Walasek: Szczęśliwy remis Falubazu

Zdjęcie okładkowe artykułu:
zdjęcie autora artykułu

Były kapitan Falubazu Zielona Góra, a obecnie lider PGE Marmy Rzeszów, korzystając z tego, że jego ekipa w niedzielę nie jeździła, w roli kibica odwiedził stadion przy ulicy Wrocławskiej. Po meczu z Azotami Tauron Tarnów Grzegorz Walasek podzielił się z zielonogórskimi dziennikarzami swoimi przemyśleniami.

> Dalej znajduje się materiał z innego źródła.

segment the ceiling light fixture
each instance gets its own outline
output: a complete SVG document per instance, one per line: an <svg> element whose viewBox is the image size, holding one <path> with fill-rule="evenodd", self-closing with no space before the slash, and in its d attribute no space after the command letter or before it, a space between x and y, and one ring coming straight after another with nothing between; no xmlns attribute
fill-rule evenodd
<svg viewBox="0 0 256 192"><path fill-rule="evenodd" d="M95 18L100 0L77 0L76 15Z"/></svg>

- Nie pytajcie mnie o to, dlaczego jedni w zielonogórskiej drużynie jadą dobrze, a inni nie. Nie wypowiadam się na takie tematy. Macie trenera Dobruckiego i jego zawodników. Ich o to pytajcie - powiedział po zakończonym remisem meczu Stelmet Falubazu z Azotami Tauron Tarnow Grzegorz Walasek. Macierzysty klub "Walasa" i aktualny Drużynowy Mistrz Polski po dwóch kolejkach ENEA Ekstraligi ma na swoim koncie jeden meczowy punkt. - Nie będę tego absolutnie oceniał. Zjawiłem się tu tylko i wyłącznie w roli kibica. Patrzyłem głównie na młodego Patryka Dudka, bo fajnie jedzie - zaznaczył Indywidualny Mistrz Polski z 2004 roku. Remis w Zielonej Górze nie ucieszył ani Stelmet Falubazu, ani Azotów Tauron Tarnów. Zdaniem Walaska to jednak mistrzowie Polski powinni się cieszyć z tego rezultatu. - Dla kogo to lepszy wynik? Wydaje mi się, że chyba dla Zielonej Góry. Dlaczego? No jak to? A oglądaliśmy te same zawody? (śmiech). Martin Vaculik w przedostatnim biegu trochę przesadził, pociągnęło go i niepotrzebnie upadł. Jechał już daleko z przodu, był zupełnie niezagrożony. Wydaje mi się więc, że to był remis szczęśliwy dla Zielonej Góry - ocenił poprzednik Piotra Protasiewicza w roli kapitana zespołu spod znaku Myszki Miki. Grzegorz Walasek w barwach Falubazu ostatni raz ścigał się w 2009 roku, kiedy to poprowadził zielonogórzan do pierwszego od 18 lat tytułu Drużynowego Mistrza Polski. Po tym sezonie odszedł do Bydgoszczy, a od zimy jest zawodnikiem PGE Marmy Rzeszów. - Co u mnie słychać? Czekamy na tor. Może uda się coś rozegrać za dwa tygodnie. Odjechałem jeden mecz, potem dwa tygodnie przerwy. Następnie udajemy się do Gorzowa. Być może po meczu ze Stalą zaczniemy już trenować w Rzeszowie. Mam nadzieję, że tak się stanie - podkreślił. Były ulubieniec zielonogórskiej publiczności przyznał, że nie cieszą go tak długie przerwy pomiędzy poszczególnymi występami. Zwłaszcza na początku sezonu. - To nie jest dobre. Wolałbym przynajmniej w tych pierwszych tygodniach jeździć bardziej systematycznie. Teraz znowu kilkanaście dni przerwy. Ale może nie będzie źle - zakończył z uśmiechem stary dobry znajomy w zielonogórskim parku maszyn.